Quiriguá est un site archéologique maya situé dans la vallée du Motagua, sur la ligne ferroviaire reliant Puerto Barrios à Guatemala, dans le département d’Izabal au Guatemala. Il est inscrit depuis 1981 sur la liste du Patrimoine mondial de l’Unesco.


Le site, relativement petit, doit son importance à sa situation au bord du fleuve Motagua, qui assure le contrôle de la route commerciale qui relie les gisements d’obsidienne et surtout de jade de l’intérieur des terres à la Mer des Caraïbes. Il n’existe que quelques rares traces d’occupation à la fin de l’Époque préclassique et au début de l’Époque classique. L’histoire de Quiriguá débute véritablement en 426, avec l’intronisation de son premier souverain, connu sous le sobriquet de « Tok Casper », sous l’égide du  premier roi de Copán Yax k’uk’ Mo’. Au cours des trois siècles qui suivent, l’histoire de Quiriguá est particulièrement obscure.

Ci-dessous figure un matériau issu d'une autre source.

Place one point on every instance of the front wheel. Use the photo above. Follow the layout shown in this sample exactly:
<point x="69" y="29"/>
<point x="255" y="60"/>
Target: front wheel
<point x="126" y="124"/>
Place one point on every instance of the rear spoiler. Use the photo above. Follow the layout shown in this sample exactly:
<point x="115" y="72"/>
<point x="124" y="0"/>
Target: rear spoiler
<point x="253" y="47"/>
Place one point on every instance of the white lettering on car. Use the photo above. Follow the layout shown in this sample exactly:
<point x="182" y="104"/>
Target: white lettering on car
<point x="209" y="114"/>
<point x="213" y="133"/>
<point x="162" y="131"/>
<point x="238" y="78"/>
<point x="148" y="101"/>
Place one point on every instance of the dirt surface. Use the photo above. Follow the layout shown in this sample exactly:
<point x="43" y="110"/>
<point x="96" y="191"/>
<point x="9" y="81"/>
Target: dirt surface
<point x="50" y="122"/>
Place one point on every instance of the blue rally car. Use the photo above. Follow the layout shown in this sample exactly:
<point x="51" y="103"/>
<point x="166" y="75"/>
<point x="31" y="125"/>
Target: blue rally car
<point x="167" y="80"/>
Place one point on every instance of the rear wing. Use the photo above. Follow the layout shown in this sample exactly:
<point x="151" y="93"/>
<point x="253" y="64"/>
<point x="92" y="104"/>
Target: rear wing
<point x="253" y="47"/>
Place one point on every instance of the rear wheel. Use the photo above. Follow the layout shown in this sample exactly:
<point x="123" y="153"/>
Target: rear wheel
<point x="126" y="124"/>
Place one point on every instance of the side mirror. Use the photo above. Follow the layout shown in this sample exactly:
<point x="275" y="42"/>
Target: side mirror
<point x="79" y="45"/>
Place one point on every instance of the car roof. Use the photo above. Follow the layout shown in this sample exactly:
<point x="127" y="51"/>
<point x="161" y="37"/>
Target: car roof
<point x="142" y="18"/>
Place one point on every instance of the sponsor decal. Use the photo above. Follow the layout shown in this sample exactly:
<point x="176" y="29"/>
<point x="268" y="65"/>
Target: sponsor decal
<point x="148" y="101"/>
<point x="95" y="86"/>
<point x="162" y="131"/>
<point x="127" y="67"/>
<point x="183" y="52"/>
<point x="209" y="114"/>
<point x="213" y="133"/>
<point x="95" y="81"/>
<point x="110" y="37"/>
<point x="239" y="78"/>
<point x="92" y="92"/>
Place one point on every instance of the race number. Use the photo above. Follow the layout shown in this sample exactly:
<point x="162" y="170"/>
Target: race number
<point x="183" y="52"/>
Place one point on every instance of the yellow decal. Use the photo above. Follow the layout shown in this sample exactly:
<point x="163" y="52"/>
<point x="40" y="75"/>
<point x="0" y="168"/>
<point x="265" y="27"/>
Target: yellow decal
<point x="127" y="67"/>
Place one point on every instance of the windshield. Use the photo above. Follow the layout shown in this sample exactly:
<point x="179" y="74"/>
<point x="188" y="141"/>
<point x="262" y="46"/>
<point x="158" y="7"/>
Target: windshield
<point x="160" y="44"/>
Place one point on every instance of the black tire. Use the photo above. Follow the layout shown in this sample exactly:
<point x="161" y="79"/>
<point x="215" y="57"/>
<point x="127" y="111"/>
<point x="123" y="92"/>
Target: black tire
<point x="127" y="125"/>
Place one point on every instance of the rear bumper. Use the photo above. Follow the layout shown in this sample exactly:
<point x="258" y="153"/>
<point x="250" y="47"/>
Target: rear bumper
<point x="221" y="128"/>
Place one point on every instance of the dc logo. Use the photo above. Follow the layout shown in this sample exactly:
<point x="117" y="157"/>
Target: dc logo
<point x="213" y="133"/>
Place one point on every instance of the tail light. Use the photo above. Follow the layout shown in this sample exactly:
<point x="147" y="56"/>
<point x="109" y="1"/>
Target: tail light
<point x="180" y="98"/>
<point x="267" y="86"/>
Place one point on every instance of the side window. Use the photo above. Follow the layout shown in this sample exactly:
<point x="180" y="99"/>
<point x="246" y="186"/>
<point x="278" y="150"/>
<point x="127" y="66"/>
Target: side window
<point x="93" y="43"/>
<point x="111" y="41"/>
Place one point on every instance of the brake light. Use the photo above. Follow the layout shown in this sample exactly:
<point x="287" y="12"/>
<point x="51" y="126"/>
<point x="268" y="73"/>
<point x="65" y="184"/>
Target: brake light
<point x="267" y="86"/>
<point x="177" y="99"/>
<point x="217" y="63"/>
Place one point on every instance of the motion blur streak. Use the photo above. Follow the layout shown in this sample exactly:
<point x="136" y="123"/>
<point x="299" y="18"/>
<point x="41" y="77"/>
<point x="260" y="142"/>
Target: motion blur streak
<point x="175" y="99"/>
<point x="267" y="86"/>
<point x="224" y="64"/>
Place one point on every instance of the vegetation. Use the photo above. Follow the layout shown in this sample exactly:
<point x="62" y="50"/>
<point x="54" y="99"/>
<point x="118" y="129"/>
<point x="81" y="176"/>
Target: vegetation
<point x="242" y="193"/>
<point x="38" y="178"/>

À la fin du VIe ou au début du VIIe siècle, les constructions du Classique ancien disparaissent sous les alluvions déposées par une catastrophe naturelle et un nouvel épicentre, celui du site actuel, se développe. Pendant cette longue période, Quiriguá semble être demeuré un satellite de Copán. En 724, un nouveau roi, K’ak Tiliw Chan Yoaat, est intronisé sous la supervision de Waxaklajuun Ub’aah K’awiil, le treizième souverain de Copán. C’est sous son règne, en 734, qu’apparaît pour la première fois sur un monument le glyphe-emblème de Quiriguá, signe d’indépendance ou à tout le moins

revendication d’indépendance. En 738, sans doute avec l’appui de Calakmul, K’ak Tiliw s’empare du roi de Copán et le décapite. L’indépendance acquise par Quiriguá assure à K’ak Tiliw et à ses successeurs les ressources matérielles nécessaires à l’érection des monuments somptuaires, auxquels le site doit sa réputation touristique. La dernière inscription en compte long de Quiriguá date de 810. Les spécialistes considèrent que la cessation de ces inscriptions dans un site donné est l’indice de l’effondrement du système politique de la royauté sacrée, caractéristique de l’Époque classique dans les Basses-Terres maya. Nous ignorons comment a fini le règne de Jade-Ciel, le dernier roi connu de Quiriguá. Les activités de construction ont cependant encore continué quelques années après 810, et l’on y a retrouvé de la céramique plombée, un des marqueurs du début de la période postclassique.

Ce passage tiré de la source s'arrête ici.